Mac (Peter Riegert) is a junior executive with Knox Oil and Gas, a large petroleum company headquartered in Houston, Texas. Knox is planning to build a new refinery off the coast of Scotland, and Mac, an expert at closing deals, has been assigned to the project. So, it’s off to Ferness, a remote Scottish fishing village, where Mac hopes to reach a quick agreement with the locals to buy up their entire town. 

He’s met at the airport by Danny Oldsen (Peter Capaldi), an employee of Knox in Abberdine, and together, Mac and Danny descend on the small coastal community, bracing themselves for what they assume will be some tough negotiations. 

While dealing with the town's appointed representative Gordon Urquhart (Denis Lawson), however, Mac and Danny discover something they never expected: the citizens of Ferness are actually quite eager to sell!

A funny, touching film, Local Hero is, more than anything, a first-hand account of one man's spiritual transformation. At the outset, Mac is completely caught up in his modern existence. His job as a negotiator rarely gives him reason to travel far from his Houston-based office, where he can close a deal with a few afternoon telephone calls. His world is quick, convenient, and completely impersonal. 

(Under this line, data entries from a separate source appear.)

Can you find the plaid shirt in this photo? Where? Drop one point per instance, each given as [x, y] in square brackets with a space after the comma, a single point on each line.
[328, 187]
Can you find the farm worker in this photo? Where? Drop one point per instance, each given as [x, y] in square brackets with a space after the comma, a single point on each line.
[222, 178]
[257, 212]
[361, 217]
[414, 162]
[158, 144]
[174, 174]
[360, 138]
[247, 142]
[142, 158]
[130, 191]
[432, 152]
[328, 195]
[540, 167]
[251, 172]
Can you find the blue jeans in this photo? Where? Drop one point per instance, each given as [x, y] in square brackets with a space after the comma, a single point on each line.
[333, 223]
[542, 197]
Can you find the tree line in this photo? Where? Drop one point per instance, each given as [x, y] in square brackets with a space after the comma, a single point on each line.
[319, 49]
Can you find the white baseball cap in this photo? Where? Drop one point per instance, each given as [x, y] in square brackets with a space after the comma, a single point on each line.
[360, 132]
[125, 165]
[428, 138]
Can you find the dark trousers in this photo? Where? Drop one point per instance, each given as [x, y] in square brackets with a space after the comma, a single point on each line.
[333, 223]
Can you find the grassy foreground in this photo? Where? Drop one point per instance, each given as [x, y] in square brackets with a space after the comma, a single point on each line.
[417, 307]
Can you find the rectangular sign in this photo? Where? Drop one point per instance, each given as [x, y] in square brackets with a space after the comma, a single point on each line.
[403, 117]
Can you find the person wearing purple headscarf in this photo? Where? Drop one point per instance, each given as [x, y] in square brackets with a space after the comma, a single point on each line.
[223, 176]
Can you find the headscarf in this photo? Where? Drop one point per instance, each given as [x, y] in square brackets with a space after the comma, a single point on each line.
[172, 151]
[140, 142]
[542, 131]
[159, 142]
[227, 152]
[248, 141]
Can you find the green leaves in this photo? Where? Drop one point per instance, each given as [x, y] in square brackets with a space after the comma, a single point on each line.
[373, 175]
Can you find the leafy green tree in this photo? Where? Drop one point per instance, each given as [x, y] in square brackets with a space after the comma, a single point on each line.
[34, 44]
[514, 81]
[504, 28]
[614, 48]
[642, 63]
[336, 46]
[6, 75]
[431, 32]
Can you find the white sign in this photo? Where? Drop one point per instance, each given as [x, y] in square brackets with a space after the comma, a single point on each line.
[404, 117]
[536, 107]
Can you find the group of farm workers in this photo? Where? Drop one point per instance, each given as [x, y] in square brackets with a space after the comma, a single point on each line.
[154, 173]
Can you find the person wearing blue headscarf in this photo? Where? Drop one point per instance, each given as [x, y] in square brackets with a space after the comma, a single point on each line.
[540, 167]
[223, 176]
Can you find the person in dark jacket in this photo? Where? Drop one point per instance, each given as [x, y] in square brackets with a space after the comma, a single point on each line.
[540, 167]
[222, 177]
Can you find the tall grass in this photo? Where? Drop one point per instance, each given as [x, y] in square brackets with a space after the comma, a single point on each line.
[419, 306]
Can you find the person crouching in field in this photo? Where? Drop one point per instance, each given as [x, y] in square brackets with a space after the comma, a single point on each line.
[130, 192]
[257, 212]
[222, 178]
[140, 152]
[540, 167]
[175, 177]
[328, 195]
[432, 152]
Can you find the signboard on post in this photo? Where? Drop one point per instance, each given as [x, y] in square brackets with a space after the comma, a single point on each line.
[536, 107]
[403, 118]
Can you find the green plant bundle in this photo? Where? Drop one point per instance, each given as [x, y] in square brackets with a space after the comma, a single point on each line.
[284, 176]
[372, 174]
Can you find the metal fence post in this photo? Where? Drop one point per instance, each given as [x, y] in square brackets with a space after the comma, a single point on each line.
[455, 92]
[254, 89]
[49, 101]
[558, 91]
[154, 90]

Once in Ferness, he has no choice but to meet face-to-face with the locals, and as he discovers, life moves pretty slowly there. So, as the townsfolk take their time discussing matters, Mac strolls on the beach and stares out at the sea. Suddenly, and quite unexpectedly, he notices how beautiful it is. He then looks up at the sky, an assignment given to him by his boss, Mr. Happer (Burt Lancaster), who is on the lookout for a new comet. Mac is amazed by the brilliant light show of the Aurora Borealis and for the first time in a long time, his eyes have been opened to the world around him.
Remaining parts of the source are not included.